May 2019— Special Issue: Puerto Rico
The Table of Contents for our Special Issue on Puerto Rico, published in 2019, is the eight most-read post on our website. The Special Issue on Puerto Rico marked a few milestones for Anansesem: our first bilingual issue; our first guest-edited issue; our first issue officially endorsed by a TESOL organization; our longest issue; our top-selling issue. It still resembles all of our other issues in one key way: the contributors are mostly women of color. With its focus on the "Maria generation", the Puerto Rico issue is the most topical one we've ever published, which partly explains it success. We sent a copy of the issue to Loida Garcia-Febo, the Puerto Rican American librarian who served as president of the American Library Association from 2018 to 2019. Although she couldn't endorse any publications in her official role, she was [quote] "delighted to see an entire issue devoted to sharing publications and news from libraries from Puerto Rico."
[Book List] 2019 Releases- Caribbean Children's & YA Books
Our 2019 preview list is notable because 2019 was a notable year for traditionally published Caribbean books for young readers.

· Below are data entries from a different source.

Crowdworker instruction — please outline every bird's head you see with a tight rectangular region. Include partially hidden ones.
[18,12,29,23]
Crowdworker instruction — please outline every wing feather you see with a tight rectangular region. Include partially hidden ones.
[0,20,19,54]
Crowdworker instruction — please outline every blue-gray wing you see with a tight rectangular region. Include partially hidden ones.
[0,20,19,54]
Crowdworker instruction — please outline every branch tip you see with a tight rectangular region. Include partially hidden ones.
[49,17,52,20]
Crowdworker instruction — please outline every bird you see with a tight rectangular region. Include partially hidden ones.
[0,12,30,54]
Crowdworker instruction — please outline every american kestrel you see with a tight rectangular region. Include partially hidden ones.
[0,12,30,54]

You can find every kind of book on the list: the debut author book; the well-known-writer-for-adults-turned-children's-author book; the won-a-writing-competition-in-the-manuscript-stage book; the bilingual book; the written-by-a-celebrity book; the developed-by-a-book-packager book. The fact that Caribbean books for young readers, though still grievously under-published, are finding their way into the traditional publishing pipeline in all these different manifestations, and via a number of different routes, is promising.
Picturebook Love: 5 Caribbean Children's Authors on Helping Kids Choose Love Through Stories
Every child deserves to snuggle up with loveable picture books, and it just so happens that the most loveable picture books are the ones that offer themes and images of love. We don't often think of love stories as compatible with children's literature, but many of the finest children's books are, in fact, love stories. Making love a literary universal in Caribbean children's literature is so important one could consider it a high calling for the region's children's authors. For our Special Issue on Love published in 2017, it was a delight to feature five authors expounding the message of love at the heart of their picture books.